Miles Davis, of Wine Owners, recently told Decanter.com, ‘I wouldn’t be surprised if we see a gentle slide on the market.’ He said that this could be around 1% per month in the short-term.
Factors that might affect this include en primeur campaigns for Burgundy 2018 and Bordeaux 2019, set for January and April-to-June respectively.
Collectors should also look out for a re-assessment of Bordeaux 2010, as the 10-year-anniversary approaches of this lauded vintage.
Tariffs and trade tussles
This is closely connected to the above, but also affects people’s access to wine more generally.
Brexit trade negotiations between the UK and EU could lead to more currency swings, and a no-deal situation may be back on the table if the two sides cannot agree fresh trading arrangements.
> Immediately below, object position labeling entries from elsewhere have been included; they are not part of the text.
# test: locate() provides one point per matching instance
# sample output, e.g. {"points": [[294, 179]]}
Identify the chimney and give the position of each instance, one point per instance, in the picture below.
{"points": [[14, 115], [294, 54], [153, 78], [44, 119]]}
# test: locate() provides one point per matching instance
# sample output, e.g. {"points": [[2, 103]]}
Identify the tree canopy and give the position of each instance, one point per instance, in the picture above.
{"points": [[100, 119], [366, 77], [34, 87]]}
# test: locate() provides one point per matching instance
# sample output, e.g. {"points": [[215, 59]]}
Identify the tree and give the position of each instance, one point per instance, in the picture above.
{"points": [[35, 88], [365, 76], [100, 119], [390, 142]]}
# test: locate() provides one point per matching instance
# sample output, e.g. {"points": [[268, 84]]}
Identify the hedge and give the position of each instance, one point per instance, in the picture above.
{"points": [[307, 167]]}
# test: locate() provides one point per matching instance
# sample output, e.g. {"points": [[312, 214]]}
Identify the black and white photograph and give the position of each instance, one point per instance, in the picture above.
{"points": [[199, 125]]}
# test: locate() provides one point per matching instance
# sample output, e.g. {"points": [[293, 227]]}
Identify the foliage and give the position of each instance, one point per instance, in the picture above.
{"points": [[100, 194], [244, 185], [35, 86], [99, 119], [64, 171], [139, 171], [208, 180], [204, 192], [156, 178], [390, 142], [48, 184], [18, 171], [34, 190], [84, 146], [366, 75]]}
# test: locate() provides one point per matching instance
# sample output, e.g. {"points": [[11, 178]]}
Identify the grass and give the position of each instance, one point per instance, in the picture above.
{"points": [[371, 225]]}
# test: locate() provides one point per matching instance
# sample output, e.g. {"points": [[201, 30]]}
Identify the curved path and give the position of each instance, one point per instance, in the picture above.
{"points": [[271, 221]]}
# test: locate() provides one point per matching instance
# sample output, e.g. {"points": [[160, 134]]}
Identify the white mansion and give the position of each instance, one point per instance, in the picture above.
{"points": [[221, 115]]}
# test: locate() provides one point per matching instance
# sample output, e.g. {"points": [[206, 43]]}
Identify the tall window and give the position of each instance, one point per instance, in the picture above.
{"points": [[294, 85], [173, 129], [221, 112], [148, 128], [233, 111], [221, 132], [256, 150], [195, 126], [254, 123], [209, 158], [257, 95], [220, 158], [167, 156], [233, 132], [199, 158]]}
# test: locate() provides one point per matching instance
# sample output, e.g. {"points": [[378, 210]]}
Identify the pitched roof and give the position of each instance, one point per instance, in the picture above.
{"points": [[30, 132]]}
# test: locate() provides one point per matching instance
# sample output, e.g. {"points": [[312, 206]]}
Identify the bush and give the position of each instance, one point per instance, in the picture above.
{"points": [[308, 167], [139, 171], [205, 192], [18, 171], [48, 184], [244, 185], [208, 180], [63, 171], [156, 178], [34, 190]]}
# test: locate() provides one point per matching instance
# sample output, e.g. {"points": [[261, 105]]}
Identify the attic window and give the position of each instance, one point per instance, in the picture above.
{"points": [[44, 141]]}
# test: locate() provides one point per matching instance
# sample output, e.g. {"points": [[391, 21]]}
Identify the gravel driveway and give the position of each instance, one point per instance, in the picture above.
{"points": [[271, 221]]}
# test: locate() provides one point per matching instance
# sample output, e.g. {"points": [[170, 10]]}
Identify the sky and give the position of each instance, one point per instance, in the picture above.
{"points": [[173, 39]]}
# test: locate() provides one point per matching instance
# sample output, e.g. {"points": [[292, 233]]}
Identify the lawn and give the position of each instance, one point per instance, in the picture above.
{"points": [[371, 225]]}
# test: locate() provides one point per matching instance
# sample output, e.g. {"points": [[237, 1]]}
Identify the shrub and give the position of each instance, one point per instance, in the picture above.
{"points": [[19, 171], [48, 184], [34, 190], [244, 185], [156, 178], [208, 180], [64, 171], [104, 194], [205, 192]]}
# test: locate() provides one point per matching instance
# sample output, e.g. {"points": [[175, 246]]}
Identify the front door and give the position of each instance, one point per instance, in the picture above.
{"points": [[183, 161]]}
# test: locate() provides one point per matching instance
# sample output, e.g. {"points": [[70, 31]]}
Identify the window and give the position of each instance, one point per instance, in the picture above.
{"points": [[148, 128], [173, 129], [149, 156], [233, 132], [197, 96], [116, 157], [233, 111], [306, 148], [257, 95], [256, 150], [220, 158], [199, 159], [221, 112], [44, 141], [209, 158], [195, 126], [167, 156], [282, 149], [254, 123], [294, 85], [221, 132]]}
In the year of a presidential election, how will US president Donald Trump and his administration approach tariffs?
Should recent US tariffs on wine – and the threat of further increases – be seen as short-term sabre-rattling or part of a longer-term realignment of US trade policy? And will we see retaliation from the EU if no settlement can be reached?
US trade officials have set January deadlines for comments on raising tariffs on a range of EU wines, from Champagne to Barolo.
Climate change and wine
It’s not a new issue, of course, but there has been a sense of fresh impetus that is likely to continue into 2020.
Spain’s Miguel Torres said in 2019 that the wine world needed to show more urgency on climate change.
The past year has seen a wealth of reports on the current signs and potential effects of climate change on wine-producing regions, and ways in which producers are looking to respond.
This is clearly a much longer-term issue, but we will likely continue to see experimentation and research in 2020, from testing new grape varieties to trialling ways of reducing resource use in the winery.